In the dark of the night we drove to the base and could not see our
surroundings, as we climbed we saw the ouline of mountains and the
trail ahead of us. But on the top and on the way back everything that
we hadn't seen was finall revealed to us. A ligt fog covered the
mountains and the sun as it rose but the red mountains reflected the
sunlight in a way that no camera, only firsthand experience could do
it justice.
It's starnge that this place was as highly gaurded as the DMZ
between the koreas. Our bus to Sinai from dahab was stopped several
times and we were asked our nationality. Before leaving the hotel
receptionist told us to say canadian or british because as ling as
there are no more than 3 Americans they don't tag security on you.

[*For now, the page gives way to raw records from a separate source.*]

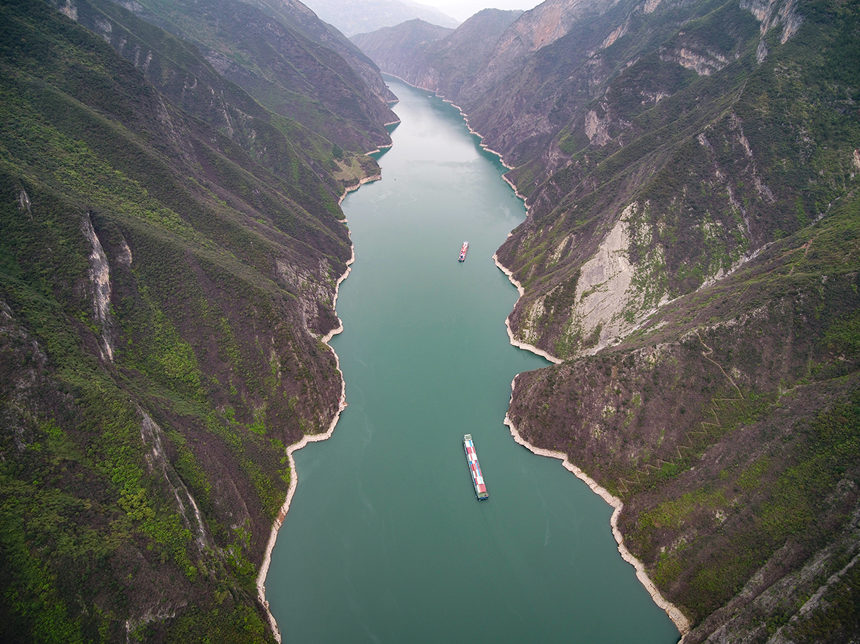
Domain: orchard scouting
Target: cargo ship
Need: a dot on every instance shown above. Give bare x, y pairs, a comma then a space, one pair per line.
463, 250
475, 468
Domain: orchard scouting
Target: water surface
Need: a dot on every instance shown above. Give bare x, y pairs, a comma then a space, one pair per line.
385, 540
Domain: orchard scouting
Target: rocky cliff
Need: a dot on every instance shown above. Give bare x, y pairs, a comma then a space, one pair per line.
364, 16
168, 262
665, 149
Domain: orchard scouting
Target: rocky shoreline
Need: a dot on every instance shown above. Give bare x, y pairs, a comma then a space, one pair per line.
308, 438
678, 618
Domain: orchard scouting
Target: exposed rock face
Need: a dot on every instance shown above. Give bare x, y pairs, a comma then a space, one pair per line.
158, 354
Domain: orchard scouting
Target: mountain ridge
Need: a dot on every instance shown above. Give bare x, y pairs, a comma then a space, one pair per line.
666, 151
169, 260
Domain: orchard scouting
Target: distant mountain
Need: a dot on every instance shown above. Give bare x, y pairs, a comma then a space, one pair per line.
168, 262
362, 16
292, 63
397, 48
691, 253
433, 57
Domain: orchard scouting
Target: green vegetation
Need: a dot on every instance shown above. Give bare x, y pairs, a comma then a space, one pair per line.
127, 476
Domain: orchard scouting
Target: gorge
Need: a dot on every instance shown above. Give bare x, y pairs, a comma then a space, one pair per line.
172, 243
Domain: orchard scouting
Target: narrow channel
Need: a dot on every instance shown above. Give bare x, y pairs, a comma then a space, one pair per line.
385, 540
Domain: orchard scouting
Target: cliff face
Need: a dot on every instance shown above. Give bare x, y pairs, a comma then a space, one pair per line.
401, 50
170, 251
364, 16
293, 64
664, 148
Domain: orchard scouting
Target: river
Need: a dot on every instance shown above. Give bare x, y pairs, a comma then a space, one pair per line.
385, 540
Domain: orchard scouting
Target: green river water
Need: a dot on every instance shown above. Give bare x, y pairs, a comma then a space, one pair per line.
385, 540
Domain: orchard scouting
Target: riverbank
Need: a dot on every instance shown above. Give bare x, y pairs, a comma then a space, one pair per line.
308, 438
678, 618
517, 343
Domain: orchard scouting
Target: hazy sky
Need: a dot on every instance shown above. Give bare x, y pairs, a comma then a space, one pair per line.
462, 9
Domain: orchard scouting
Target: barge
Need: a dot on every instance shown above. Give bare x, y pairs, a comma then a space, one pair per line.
463, 250
475, 468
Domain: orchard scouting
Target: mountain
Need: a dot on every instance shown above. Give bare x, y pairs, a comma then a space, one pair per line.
364, 16
432, 57
169, 258
397, 48
292, 64
690, 259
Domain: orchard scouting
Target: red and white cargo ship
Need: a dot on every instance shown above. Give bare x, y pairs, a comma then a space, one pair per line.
475, 468
463, 250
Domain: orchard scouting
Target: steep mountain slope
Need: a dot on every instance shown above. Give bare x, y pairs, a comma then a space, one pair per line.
396, 49
440, 60
363, 16
691, 176
293, 64
167, 267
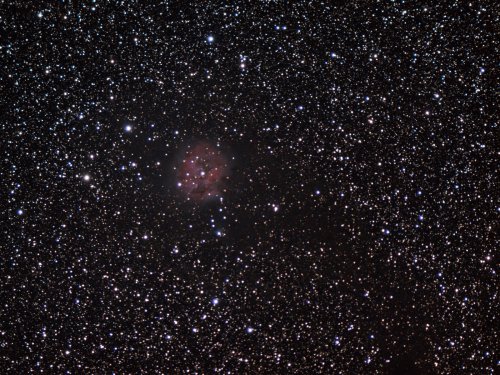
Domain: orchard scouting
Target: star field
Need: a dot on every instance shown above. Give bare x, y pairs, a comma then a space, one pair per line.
257, 187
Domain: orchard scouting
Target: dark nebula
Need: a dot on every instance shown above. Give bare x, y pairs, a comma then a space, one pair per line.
202, 173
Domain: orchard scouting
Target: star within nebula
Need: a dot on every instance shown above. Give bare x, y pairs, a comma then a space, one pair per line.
203, 172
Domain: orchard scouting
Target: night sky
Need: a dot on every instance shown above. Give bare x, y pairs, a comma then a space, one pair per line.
258, 187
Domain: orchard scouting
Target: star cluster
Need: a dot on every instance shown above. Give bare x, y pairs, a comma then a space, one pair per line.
349, 150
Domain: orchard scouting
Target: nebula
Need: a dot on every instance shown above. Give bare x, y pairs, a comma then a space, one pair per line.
202, 173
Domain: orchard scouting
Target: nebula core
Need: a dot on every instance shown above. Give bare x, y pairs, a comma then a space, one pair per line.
202, 173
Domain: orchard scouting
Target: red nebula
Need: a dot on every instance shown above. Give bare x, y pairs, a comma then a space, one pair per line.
202, 172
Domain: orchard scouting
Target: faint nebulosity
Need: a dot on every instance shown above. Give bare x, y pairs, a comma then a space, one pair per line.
259, 187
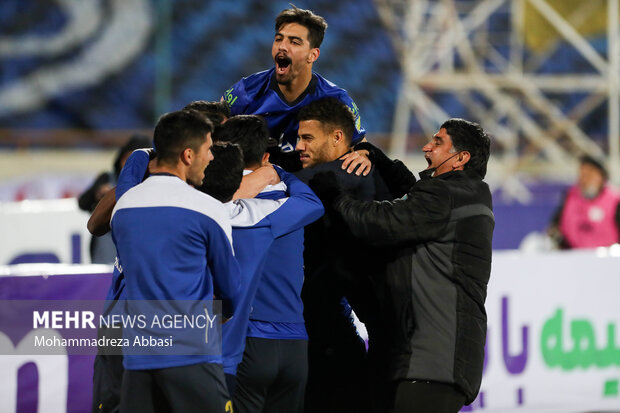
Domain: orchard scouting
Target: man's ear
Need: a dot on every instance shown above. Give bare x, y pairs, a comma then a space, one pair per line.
314, 55
338, 137
461, 160
187, 156
265, 159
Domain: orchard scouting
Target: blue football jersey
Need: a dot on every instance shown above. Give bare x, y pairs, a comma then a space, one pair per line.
259, 94
175, 245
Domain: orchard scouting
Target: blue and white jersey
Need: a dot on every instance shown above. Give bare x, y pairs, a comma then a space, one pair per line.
175, 243
277, 309
256, 223
258, 94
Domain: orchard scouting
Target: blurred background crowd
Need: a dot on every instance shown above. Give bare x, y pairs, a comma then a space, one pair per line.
79, 78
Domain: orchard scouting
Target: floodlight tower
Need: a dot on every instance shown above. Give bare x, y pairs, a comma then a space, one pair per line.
455, 48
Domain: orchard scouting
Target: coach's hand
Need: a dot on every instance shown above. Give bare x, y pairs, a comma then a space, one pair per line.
325, 185
357, 161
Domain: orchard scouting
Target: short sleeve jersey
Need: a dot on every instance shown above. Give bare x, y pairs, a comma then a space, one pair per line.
258, 94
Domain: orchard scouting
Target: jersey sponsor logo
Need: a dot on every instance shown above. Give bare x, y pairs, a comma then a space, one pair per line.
356, 114
229, 97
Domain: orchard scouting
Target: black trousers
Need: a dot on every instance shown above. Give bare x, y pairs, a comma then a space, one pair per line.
107, 374
416, 396
185, 389
107, 379
272, 376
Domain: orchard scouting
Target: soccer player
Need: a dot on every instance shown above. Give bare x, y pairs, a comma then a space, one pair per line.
174, 243
272, 374
340, 271
256, 223
278, 94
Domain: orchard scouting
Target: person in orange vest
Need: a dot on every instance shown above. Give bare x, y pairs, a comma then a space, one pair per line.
589, 216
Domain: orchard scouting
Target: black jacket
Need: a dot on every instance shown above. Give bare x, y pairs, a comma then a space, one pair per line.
440, 236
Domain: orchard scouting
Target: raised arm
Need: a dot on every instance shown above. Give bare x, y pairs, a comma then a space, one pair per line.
421, 215
398, 178
132, 174
252, 184
99, 221
302, 207
225, 271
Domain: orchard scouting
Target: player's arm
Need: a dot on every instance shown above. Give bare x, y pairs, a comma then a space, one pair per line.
302, 207
99, 221
355, 161
225, 271
420, 216
252, 184
134, 171
398, 178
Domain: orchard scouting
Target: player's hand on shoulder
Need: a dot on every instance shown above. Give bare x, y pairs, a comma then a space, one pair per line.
357, 162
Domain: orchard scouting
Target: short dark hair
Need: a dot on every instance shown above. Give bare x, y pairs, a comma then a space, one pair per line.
332, 113
249, 132
224, 173
136, 141
176, 131
590, 160
216, 111
315, 24
469, 136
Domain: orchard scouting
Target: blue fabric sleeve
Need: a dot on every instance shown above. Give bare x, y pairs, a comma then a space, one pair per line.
133, 172
236, 97
225, 271
360, 132
302, 208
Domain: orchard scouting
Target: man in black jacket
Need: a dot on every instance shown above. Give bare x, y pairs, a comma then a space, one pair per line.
338, 379
440, 234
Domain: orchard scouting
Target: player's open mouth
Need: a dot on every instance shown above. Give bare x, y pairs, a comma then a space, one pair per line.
282, 64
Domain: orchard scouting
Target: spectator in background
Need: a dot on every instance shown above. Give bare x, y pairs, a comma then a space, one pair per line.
589, 216
102, 250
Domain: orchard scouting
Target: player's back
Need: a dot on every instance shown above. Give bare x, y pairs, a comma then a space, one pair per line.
165, 232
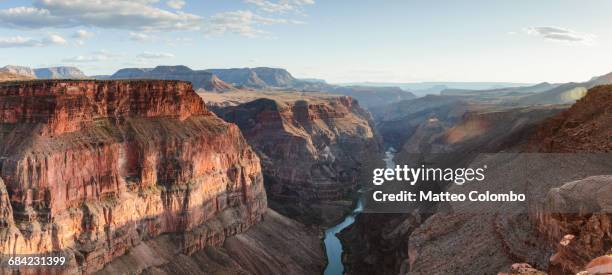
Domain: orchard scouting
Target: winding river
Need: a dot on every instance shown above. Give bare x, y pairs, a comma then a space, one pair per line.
333, 247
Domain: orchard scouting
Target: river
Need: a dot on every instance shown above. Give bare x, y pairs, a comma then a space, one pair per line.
333, 247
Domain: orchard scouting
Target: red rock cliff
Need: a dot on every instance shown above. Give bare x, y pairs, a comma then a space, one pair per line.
314, 149
92, 168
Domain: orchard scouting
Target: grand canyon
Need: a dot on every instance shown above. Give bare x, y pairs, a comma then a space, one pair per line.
306, 137
179, 171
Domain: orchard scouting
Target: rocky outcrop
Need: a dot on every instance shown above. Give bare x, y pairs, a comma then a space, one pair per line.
477, 132
585, 127
578, 216
19, 70
199, 79
45, 73
59, 73
314, 148
397, 122
371, 97
263, 249
259, 78
560, 228
6, 76
94, 168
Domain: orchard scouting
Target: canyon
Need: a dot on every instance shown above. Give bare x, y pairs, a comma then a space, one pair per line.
316, 149
563, 226
109, 173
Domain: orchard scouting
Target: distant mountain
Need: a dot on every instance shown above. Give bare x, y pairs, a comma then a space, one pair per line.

The security for Americans is to keep us/them happy but it has an
opposite effect. The police here are burdensome and creepy and way
overbearing. The whole Sinai penninsula is like that but especially at
Sinai. Even within the complex of mount Sinai, our bus was pulled over
4 times. It's completely unneccesary but also completely the fault of
our own government.
Once the police were dealt with and the climb through the night began
I was struck by that spirituality. Everything was calm. The people
were in harmony. The setting was gorgeous. Truly a once in a lifetime
experience and a story to tell to everyone. My only question is, am I
obligated to climb it again in old age like the men and women we saw
or was this my one trip. I couldn't figure out whether the old people
were returning, or trying to cross something off of their bucket list in the latter
stages of life, either way the draw to return is there.